Mirecki, chairman of the department of religious studies, said in a statement that he withdrew the course because of public controversy about e-mails he had posted on a yahoo.com list server since 2003. The list server was a discussion board for the Society of Open-Minded Atheists and Agnostics, the 121-person student group for which Mirecki serves as faculty adviser.

"My concern is that students with a serious interest in this important subject matter would not be well served by the learning environment my e-mails and the public distribution of them have created," he said in the statement. "It would not be fair to the students."

The class made national news when a Nov. 19 e-mail Mirecki wrote was disseminated to politicians and news organizations in which he referred to religious fundamentalists as "fundies" and said his class would serve as "a nice slap in their big fat face."

Older e-mails came to light when National Review, a conservative political magazine, published excerpts from Mirecki's past e-mails on Wednesday.
National Review printed one e-mail excerpt that was Mirecki's detailed description of starting to vomit after swallowing the Eucharist at a Catholic church service as a child because of the idea that he had swallowed the flesh of Jesus.

Chancellor Robert Hemenway issued a statement in which he said Mirecki made the right decision in withdrawing the course and called Mirecki's e-mail comments "repugnant and vile."

"He has a right to free speech, but he has to realize the revelation of his past e-mails has tainted the environment for his course," he said. "He insulted both our students and the University's public, and he misrepresented beliefs of KU's faculty and staff."

Hemenway said the subject matter of Mirecki's class had no bearing on the withdrawal of the course.

"This unfortunate episode does not in any way diminish our belief that the course should be taught," he said. "It is the role of the University to take on such topics and to provide the civil, academic environment in which they can be honestly examined and discussed."

Andrew Stangl, president of SOMA, said the remarks that appeared in National Review were taken out of context by people searching through Mirecki's past posts with the intent of showing that he was biased against Christianity and unfit to teach a class on intelligent design.

"This shows the dedication they're going to, to ruin or discredit Dr.
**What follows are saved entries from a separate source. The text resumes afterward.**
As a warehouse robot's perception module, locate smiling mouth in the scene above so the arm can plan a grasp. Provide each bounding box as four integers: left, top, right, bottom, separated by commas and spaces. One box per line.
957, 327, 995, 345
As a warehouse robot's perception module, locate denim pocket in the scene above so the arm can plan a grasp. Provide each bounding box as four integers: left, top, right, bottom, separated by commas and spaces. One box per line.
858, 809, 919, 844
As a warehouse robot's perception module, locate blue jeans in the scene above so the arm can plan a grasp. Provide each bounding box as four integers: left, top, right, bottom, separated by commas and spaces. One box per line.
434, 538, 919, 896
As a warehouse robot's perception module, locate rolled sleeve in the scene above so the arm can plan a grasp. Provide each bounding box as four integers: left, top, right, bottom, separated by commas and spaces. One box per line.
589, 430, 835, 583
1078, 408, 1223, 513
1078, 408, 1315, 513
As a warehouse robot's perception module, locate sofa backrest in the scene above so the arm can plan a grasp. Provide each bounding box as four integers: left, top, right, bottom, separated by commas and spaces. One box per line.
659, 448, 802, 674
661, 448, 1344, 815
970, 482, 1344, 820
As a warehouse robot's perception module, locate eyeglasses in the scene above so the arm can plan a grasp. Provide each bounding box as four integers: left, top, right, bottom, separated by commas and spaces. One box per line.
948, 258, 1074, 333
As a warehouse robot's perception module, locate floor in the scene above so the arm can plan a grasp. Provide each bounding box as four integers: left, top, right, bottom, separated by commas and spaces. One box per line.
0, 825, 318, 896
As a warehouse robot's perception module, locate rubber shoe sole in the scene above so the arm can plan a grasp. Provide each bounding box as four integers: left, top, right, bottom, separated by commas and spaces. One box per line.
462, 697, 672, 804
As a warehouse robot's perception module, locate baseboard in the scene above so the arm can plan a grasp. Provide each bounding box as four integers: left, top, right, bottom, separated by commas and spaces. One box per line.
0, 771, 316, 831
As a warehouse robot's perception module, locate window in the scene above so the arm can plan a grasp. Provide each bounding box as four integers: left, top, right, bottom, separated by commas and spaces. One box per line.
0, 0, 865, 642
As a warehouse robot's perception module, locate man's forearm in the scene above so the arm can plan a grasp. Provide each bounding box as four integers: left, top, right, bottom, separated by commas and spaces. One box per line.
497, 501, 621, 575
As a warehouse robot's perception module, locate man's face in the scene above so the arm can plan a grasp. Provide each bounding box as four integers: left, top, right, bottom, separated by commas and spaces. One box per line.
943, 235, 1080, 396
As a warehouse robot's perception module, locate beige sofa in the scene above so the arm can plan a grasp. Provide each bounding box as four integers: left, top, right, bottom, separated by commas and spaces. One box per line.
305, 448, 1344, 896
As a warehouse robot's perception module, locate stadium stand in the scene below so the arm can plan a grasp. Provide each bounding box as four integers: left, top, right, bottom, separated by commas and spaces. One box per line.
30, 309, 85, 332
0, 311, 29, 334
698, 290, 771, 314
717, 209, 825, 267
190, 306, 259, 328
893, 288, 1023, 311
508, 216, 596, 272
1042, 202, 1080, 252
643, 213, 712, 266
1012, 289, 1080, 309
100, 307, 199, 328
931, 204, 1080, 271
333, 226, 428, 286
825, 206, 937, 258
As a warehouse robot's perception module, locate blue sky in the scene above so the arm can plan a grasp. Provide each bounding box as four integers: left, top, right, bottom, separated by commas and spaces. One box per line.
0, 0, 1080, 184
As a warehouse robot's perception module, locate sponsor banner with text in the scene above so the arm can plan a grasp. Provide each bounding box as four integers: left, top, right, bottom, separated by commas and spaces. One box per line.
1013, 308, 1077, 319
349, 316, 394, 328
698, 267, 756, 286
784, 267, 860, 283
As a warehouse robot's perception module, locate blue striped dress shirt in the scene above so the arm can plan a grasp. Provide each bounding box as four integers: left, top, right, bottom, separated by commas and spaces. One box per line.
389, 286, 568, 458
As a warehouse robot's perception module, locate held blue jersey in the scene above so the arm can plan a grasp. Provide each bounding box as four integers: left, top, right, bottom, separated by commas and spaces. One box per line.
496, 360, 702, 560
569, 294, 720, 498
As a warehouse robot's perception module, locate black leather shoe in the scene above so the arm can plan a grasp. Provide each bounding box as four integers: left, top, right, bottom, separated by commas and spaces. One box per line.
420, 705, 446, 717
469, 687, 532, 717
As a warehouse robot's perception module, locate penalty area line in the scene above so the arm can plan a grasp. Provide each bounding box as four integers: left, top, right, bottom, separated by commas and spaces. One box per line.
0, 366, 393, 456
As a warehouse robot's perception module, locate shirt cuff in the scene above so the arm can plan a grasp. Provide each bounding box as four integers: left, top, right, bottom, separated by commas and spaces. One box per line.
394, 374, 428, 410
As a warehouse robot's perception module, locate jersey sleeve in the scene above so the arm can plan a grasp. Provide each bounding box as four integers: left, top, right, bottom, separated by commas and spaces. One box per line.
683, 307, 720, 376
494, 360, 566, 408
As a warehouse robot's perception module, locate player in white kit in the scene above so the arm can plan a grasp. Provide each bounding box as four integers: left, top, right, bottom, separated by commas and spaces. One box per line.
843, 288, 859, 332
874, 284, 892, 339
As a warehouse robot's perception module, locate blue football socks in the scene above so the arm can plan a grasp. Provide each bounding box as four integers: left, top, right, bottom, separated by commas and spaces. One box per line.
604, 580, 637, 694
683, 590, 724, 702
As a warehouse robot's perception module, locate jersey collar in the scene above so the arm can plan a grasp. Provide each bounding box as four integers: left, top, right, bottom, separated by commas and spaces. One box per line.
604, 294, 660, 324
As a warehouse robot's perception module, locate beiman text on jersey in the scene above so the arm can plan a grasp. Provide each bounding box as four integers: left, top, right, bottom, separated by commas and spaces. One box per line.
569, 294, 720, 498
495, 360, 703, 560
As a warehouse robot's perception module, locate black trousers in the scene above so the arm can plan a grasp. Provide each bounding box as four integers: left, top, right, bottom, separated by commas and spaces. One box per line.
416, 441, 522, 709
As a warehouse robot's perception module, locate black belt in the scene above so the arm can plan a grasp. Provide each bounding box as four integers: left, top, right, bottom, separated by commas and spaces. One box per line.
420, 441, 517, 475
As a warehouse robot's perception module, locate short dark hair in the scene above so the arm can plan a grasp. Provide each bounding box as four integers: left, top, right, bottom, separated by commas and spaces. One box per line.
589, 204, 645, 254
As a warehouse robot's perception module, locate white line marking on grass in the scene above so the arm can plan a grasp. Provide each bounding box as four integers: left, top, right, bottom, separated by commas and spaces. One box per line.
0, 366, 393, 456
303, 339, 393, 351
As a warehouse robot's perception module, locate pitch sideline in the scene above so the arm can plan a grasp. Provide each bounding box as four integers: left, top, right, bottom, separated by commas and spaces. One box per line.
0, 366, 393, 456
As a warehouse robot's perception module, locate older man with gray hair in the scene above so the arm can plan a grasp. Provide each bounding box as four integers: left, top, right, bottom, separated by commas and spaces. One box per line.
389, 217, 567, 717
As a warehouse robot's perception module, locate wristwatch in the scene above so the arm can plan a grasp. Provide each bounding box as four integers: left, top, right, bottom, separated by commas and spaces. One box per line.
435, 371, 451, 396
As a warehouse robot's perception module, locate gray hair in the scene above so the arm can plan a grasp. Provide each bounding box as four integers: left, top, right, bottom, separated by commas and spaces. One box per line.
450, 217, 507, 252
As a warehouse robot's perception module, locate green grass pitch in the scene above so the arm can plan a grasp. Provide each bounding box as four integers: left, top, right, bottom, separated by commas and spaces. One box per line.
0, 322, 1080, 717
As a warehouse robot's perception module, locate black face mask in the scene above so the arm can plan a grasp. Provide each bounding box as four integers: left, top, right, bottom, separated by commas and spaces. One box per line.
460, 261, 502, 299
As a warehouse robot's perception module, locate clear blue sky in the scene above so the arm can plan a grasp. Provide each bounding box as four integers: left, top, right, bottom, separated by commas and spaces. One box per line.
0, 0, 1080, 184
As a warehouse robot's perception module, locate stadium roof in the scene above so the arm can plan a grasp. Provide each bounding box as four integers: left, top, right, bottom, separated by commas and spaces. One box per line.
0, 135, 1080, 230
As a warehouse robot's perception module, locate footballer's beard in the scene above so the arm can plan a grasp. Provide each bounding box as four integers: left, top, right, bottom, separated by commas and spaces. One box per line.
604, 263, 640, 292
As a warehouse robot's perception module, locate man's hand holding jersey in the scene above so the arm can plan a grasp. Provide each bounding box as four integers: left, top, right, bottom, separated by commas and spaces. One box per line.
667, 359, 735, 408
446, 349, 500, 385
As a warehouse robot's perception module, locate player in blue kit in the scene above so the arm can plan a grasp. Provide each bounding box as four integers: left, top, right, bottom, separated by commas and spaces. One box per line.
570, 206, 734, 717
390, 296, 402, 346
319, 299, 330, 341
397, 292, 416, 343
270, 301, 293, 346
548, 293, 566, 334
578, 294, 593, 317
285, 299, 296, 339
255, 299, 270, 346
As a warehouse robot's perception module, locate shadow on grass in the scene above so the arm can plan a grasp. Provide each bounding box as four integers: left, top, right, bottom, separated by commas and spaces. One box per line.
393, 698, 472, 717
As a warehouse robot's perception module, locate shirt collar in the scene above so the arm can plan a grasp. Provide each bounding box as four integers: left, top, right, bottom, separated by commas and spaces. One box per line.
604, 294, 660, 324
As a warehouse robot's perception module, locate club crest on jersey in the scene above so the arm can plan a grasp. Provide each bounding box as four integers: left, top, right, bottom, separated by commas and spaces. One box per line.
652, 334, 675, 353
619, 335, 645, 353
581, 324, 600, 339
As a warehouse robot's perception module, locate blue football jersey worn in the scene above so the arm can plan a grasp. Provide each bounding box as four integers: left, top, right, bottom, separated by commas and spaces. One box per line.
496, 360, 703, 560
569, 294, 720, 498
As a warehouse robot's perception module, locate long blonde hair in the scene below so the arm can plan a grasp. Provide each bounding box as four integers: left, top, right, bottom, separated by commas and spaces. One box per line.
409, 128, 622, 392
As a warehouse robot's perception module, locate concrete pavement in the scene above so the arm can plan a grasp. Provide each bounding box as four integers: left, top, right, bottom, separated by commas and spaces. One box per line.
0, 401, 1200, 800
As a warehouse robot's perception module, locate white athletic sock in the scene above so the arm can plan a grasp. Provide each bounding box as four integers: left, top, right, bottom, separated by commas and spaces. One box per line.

Mirecki," he said. "We had assumed the comments were between the list serve."

State Rep. Brenda Landwehr (R-Wichita), vice chairwoman of the Kansas House of Representatives appropriations committee, said the incident called into question the integrity of the University. She said legislators would likely discuss the class when they return to session Jan. 9.

"I still think the University should be accountable, both the chancellor and the professor, to respond to legislators during the session about this course or any other courses there are issues with," she said.

Comments:
In response to e-mails regarding the treatment of this issue on other blogs:

As a matter of policy, we do not link to other blogs except in circumstances where we quote extensively. We do not engage in exchanges with other blogs, and we try not to duplicate entries.

If other blogs are insulted by our assertion that they falsify quotations in their posts, so be it. The tactic of falsifying other people's statements and then providing links to them may fool the gullible into a sense of probity, but it does not fool anyone who has writtten a passing term paper for a freshman composition course. Accurate paraphrase and integrity in using quoted material is a standard.

Falsification of other quoted materials is a standard practice among the neo-regressives. Their purpose is not to engage in productive debate, but to malign people through the misrepresentation of quoted materials. As for the blogs mentioned in the e-mails, the Press Project and another project at Stanford have payed close attention to the practice of falsification in some South Dakota blogs, along with others. The results of their studies are to be released shortly.